Ao instalar-se, em 1956, o município de Lobato tinha 17,1 mil habitantes e o seu primeiro prefeito foi Ildefonso Martins Portelinha. Na sua última fronteira, o Norte do Paraná, o café começou a declinar em 1970 e determinou o êxodo rural de aproximadamente um milhão de pessoas no decorrer da década; dos 290 municípios no Estado, então, 233 tiveram quedas absolutas de população, repetindo-se a desolação paulista no Vale do Paraíba, tema de Monteiro Lobato em ''Cidades Mortas''.
A cidade de Lobato no Norte Novo paranaense tinha tudo para se tornar semelhante àquelas esquecidas no rastro estéril do ''Átila café'', que se retirou após beber toda a seiva e exportá-la em grãos. Com a agravante de situar-se no arenito caiuá, altamente suscetível à erosão, Lobato assistiu à pastagem avançar sobre 65% de sua área agricultável na década de 80.
Da população em 1956, tinham restado 6.216 moradores em 1970 e 3.409 em 1980. Pelo Censo de 2010, ainda é grande o número de municípios paranaense que continua a perder população.
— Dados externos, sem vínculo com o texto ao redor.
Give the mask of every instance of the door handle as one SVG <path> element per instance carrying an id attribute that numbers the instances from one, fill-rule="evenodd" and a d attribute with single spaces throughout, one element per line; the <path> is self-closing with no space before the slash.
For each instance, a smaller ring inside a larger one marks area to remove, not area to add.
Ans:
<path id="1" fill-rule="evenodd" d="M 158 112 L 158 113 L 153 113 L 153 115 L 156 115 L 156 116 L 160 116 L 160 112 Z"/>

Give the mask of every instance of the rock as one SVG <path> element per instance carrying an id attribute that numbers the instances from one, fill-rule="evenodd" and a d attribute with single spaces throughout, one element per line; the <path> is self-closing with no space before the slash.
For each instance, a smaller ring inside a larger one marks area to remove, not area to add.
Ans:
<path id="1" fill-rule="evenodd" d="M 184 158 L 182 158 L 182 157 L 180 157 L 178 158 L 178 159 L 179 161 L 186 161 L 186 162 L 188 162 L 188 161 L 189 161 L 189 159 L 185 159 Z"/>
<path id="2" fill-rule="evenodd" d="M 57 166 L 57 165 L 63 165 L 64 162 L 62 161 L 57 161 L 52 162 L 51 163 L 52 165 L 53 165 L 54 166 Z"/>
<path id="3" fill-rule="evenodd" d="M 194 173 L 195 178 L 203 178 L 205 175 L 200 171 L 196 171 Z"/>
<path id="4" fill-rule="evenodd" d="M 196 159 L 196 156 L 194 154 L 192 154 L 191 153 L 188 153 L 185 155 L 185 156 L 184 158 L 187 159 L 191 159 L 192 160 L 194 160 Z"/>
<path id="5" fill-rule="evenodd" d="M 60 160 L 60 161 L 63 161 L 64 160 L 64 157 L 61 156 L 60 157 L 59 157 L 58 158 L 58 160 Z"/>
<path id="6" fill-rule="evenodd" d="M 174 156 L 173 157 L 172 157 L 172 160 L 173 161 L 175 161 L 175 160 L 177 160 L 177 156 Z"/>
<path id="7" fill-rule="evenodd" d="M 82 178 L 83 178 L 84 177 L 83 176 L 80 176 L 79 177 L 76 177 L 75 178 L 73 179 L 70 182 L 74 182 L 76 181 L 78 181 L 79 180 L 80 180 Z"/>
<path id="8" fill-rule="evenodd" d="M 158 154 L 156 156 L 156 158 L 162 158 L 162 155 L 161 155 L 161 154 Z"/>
Com mais de 4,4 mil habitantes, Lobato não entra na lista e tem a imagem revigorada. É a ''capital da amizade'', onde o Visconde de Sabugosa é o recepcionista, despontando a sua figura nos portais da cidade, onde o nome do escritor também está na praça principal, na creche recém-construída e no centro municipal de educação infantil. Ao folclore incorpora-se a festa do porco no tacho, na primeira semana de agosto. (W.S.)